The URL That Is Displayed In the Advertisement
While the actual destination URL can be as long and ugly as deemed necessary by the web developers, it can be a big turnoff to have it on display. Therefore, you should have a display URL which is shorter and looks better in the advertisement. Name it in such a way that it serves to deliver a dose of confidence to the visitor who is about to click on the URL that they will definitely find what they are looking for by clicking on the advertisement. Because the URL is of critical importance, very wisely, both Google and Bing give it a contrasting color so that it becomes more prominent and easier to click. URLs that are more noticeable can make all the difference between you and your competitors.
Sitelink Extensions
Even though sitelink extensions have been around for quite long and are possibly one of the most basic extensions of ads, it is surprising how many advertisers don’t use them at all or even if they do, don’t use them effectively enough.Using ad extensions, visitors have the opportunity of learning more without clicking and since they take up more space on the results page, https://klientboost.com says that they stand out more prominently and generate more traffic.
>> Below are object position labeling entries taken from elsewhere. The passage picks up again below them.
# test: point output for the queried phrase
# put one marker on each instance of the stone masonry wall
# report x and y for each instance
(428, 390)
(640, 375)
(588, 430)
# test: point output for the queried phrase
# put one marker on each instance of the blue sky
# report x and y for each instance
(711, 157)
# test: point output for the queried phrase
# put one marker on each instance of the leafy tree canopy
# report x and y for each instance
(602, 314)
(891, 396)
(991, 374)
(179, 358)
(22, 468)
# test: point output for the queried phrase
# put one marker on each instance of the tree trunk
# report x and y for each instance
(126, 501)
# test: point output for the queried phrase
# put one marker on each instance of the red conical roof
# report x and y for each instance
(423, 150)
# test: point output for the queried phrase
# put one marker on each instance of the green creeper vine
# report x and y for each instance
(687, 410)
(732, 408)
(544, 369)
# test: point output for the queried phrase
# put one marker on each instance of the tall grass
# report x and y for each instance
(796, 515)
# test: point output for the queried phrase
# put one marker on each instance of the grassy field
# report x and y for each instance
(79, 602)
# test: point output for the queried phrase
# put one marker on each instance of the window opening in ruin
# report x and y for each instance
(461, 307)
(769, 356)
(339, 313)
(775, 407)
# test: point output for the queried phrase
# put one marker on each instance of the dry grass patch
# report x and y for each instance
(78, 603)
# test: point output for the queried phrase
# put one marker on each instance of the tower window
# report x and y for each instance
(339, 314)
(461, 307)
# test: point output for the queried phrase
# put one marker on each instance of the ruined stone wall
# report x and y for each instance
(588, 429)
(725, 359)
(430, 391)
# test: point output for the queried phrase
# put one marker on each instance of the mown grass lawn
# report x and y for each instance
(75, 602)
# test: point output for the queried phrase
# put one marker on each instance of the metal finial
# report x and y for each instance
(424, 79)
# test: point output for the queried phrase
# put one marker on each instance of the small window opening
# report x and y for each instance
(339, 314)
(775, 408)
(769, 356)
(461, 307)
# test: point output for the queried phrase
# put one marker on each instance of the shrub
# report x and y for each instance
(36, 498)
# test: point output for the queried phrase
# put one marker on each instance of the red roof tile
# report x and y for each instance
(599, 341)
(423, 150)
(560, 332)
The best use of sitelink extensions is when you want to give visitors multiple potential destinations for a common search phrase whenever such an option is justifiable or when the intent of the search is vague.
To offer sitelink extensions to advertisements, you need to have a well-defined PPC program with a proper structure and hierarchy. Unless that is available it will be impossible to offer site extensions that are differentiated according to the nature of the user query. The choice of site extensions that will be available in response to a general branded query will depend significantly on how the campaign is structured. However, there is no assurance that the sitelinks will be displayed on the search page as you would expect. Sometimes, even after doing everything as required, they simply don’t display on the screen so you need to be prepared for such an exigency and not pivot your entire CPC strategy on the availability of site extensions. While, it is not very clear as to why the display sometimes disappears, according to JHSM Sydneyexperts, it may be due to factors like the rank and position of the advertisement as well as other extensions that have been enabled. For maximum impact, it is important that the landing page that opens when a site extension is clicked is relevant to what is being advertised.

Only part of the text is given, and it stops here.